Tuesday night, Russert sang his high-pitched tune of grinning closure, clearing his manly throat and firmly calling the primary finished - and Senator Barack Obama the winner. Wrote Digby:
It reminds me of the halcyon days for Democrats in November 2000, when Russert used his little marking board to show us "the math" and declare that Gore needed to bow out for the good of the country. Good times.
Now, the race may indeed be in its final stages (though I believe there are scenarios that could see this through to the convention) and Senator Hillary Clinton did not get her hoped-for, longshot double shotgun blast Tuesday night, but listening to the media's big shove - Hillary must go! - that's now in its fourth or fifth iteration, I was reminded of the words of the prescient Peter Daou, Hillary's Internet director. Must've been a year ago when Peter told me - and I paraphrase - the media primary is the primary.
Consider: Obama's lead is only slightly more than it was before last night, though it now gets the modifier "commanding" routinely dropped before it by the media hounds - history-blind fools who can't recall Teddy Kennedy taking it all the way to the convention trailing by 750 delegates. Tracy Russo, who suffered through hours of MSNBC the other night (I watched Joba Chamberlain blow one to the Indians instead), detected the same strong whiff of sexism that has suffused major media coverage of Clinton for a year.
I wonder what we’ll see when we have time to remove ourselves from the daily grind of this campaign and look back at the way in which the media influenced this election and our public discourse around the candidates. Will it be as obvious then, as it is to me now, how entrenched and acceptable the misogyny spewed daily has become? Will we be able to look back and say that there was something quite unnatural about the level of hatred so many had for Hillary Clinton? Will we ever be able to understand why?

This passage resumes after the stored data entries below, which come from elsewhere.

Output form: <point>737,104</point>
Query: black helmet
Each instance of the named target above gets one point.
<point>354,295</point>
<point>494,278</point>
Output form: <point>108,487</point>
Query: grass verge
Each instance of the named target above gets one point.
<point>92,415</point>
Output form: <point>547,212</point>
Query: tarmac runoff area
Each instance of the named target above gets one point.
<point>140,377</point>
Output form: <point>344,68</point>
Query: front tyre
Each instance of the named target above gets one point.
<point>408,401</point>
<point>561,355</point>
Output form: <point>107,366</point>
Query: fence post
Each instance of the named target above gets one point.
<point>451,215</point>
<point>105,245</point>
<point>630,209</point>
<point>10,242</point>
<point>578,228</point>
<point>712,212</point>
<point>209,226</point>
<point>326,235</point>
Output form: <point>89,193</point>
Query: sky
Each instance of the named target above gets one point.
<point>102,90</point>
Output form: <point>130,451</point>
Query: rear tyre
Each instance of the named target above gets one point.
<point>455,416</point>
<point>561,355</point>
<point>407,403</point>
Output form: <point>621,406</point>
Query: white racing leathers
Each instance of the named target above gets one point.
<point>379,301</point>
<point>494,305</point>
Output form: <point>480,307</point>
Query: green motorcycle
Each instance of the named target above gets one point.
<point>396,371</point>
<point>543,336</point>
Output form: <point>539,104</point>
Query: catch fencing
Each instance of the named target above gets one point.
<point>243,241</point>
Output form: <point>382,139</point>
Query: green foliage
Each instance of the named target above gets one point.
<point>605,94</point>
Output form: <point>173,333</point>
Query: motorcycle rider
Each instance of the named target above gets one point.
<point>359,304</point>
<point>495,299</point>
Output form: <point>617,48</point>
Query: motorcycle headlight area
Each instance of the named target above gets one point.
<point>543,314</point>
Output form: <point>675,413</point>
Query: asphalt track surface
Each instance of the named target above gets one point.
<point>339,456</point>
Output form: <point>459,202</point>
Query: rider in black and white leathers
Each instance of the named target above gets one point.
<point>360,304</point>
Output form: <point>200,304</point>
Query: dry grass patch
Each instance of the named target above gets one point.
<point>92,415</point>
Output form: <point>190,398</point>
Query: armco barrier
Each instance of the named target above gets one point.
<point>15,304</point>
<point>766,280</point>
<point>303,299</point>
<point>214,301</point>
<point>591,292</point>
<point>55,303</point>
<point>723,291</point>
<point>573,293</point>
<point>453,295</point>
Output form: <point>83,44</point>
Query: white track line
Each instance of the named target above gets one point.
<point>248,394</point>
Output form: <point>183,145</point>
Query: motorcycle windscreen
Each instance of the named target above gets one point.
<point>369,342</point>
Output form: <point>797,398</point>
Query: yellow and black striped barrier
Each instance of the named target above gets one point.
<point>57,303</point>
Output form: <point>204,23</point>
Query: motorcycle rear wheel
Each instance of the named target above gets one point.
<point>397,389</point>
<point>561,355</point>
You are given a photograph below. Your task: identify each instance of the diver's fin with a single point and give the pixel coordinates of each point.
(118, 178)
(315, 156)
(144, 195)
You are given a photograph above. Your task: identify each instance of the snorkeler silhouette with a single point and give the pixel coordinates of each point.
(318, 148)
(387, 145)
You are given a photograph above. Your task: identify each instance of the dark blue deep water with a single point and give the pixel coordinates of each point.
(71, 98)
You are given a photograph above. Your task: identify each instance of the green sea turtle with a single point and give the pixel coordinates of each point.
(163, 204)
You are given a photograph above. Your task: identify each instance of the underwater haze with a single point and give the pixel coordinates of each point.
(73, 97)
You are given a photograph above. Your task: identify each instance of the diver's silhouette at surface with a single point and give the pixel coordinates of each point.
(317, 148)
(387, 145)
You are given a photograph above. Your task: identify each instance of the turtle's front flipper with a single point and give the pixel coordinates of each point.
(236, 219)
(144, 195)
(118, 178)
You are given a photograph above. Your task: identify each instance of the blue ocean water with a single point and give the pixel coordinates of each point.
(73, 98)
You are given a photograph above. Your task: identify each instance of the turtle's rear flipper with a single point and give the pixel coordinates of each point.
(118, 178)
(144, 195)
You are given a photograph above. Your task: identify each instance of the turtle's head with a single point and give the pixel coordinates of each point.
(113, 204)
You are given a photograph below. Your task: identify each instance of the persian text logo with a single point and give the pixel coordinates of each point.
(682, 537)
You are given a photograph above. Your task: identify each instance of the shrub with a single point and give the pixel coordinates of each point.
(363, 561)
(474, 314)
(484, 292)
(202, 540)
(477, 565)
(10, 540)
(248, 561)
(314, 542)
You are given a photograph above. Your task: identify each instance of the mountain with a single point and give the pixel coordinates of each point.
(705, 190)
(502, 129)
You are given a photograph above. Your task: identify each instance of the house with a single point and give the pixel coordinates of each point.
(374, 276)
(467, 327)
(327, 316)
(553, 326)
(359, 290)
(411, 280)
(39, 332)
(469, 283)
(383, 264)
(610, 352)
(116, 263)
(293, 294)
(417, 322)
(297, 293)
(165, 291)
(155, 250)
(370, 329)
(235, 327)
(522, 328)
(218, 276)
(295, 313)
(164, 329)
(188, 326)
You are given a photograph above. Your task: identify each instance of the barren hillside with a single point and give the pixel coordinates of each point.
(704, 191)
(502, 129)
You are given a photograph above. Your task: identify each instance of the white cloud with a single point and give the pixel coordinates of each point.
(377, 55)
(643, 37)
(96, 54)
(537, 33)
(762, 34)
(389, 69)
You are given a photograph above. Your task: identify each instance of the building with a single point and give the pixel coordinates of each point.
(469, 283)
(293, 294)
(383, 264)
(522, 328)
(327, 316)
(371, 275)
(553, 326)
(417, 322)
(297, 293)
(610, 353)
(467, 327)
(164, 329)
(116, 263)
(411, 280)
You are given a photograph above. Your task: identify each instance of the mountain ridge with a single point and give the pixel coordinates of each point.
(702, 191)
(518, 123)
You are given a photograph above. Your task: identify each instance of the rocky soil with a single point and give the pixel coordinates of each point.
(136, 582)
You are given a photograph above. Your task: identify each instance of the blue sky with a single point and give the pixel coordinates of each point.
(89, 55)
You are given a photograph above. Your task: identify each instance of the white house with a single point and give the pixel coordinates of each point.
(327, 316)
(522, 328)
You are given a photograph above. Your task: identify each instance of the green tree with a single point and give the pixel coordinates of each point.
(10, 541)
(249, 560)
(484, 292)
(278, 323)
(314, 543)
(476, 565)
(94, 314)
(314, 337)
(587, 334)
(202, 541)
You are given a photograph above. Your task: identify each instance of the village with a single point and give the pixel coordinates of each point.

Tracy's post was spot on and she correctly identified one of this long campaign's historic legacies. Over in his lair, Lance Mannion contemplated the political junkie's dream of a real convention - before dismissing it, because clearly the media won't allow it to transpire:
A floor fight would make great theater but lousy television. What would look like democracy in all its glory in action to political junkies like me would look to most normal people like a great big sleep-depriving mess. And the convention is not going to be covered on TV by the likes of Walter Cronkite and David Brinkley, who would have enjoyed the fun and been careful and smart about explaining what was going on down there on the floor and backstage. It's going to be covered by Tim Russert and Brian Williams and Charles Gibson and the gasbags from Fox News and MSNBC, all of whom will gleefully tell us how bad all this looks and how it shows the Democrats at their divided, divisive, disorganized, discombobulated, indecisive, internecine worst.